Shara Lessley, on the other hand, ran the gamut of the life–art collapse:

I reluctantly wrote about my years as a dancer only after a friend (smartly) suggested that [my collection of poems] Two-Headed Nightingale needed a more intimate bridge between its worlds of nature and performance. In this sense, drafting “The Old Life” mirrors my time on stage: I moved because I was told to. Truth told, what seems like a narrative sequence is actually private elegy. As much as I loved (still love) ballet, discussing the poems’ autobiographical subject makes me so uncomfortable that when asked about the series I typically respond with something like, “I no longer live in that body”—a quick way to shut down the conversation.

Like Shara, I’ve written about touchstone events and periods of life—the death of my brother and a bout with cancer, these trauma pools, grief centers—but there are plenty of other, seemingly smaller events that I won’t, haven’t, or haven’t yet touched in poems. At least for now, poetry may feel like an unsafe place for some subject matter, and some subjects may feel too triggering, too private, or too out of tune with my poems. What I may feel comfortable sharing in conversation isn’t necessarily what I feel comfortable sharing in my poetry, and vice-versa.

Individuals eager to connect the dots between a poet’s life and their work should remember that these suggestions and liberties could impact the poet negatively. The very thought of writing about certain topics or discussing their poems’ subject matter could trigger anxieties, or worse. A good rule of thumb, then, would be to keep poems as poems and people as people, unless the poet explicitly invites the conversation. Additionally, many of us who teach insist that this is good practice for workshops, and so we encourage our students to write about anything they want but maintain the separation of art and life in workshop discussion.

I constantly remind my undergrads to keep their workshop comments centered on the “speaker” or “character” in order to avoid implicating the writer in anything happening in a poem. Despite my efforts, however, the writer, once their gag order has been lifted, sometimes wants to verify the veracity of their poems. These follow-ups often arise after criticism, as if by proving the poem’s truthfulness, they are proving its efficacy as art. They assume that, had readers known the information, they wouldn’t have had the same criticisms. It begs the question, if we know something about a poet’s life, should it change how we read their poems? Is a poem less relevant—indeed, less “real”—if it didn’t “happen”?

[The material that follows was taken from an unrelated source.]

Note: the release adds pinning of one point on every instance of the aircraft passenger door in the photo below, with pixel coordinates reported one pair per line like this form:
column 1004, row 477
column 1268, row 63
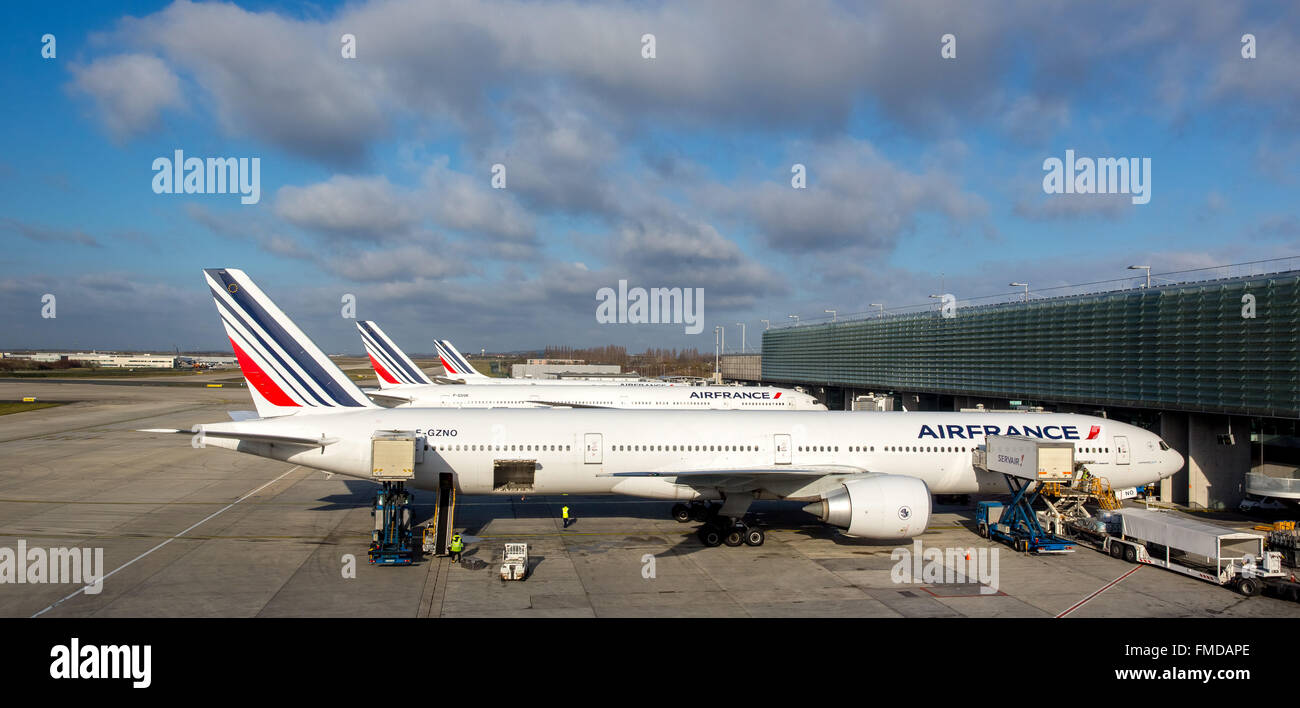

Would we ask the same question of affecting and compelling fiction? What about film? I don’t think so.  There’s certainly something to be said for feeling like one “knows” poets through their poems—about their values and obsessions at least—but the kind of forensic sleuthing and dilettante biographical criticism that arises out of our shallow impulses to alchemize life into poem and poem into life undermines the freedoms of poetry, namely its abilities to contain the truth of fiction, the fiction of truth, redactions and exaggerations, the fish-eye lens of fear, the perfect imperfections, and the autobiography of the imagination. With all of this in mind, I ask that all readers—poets and non-poets alike—approach poems as poems. If poets offer the connections between their lives and their poems—and seem willing to engage you in that conversation—feel free to ask these questions, but never assume that just because a poet has shared something with you in conversation they want to write about it or just because they’ve written about it, they want to talk about it in one-on-one conversation. The space created by this practice will allow also for all the things that can’t be expressed in poems, which, for some of us, may be just as important as the poems that punctuate the silences.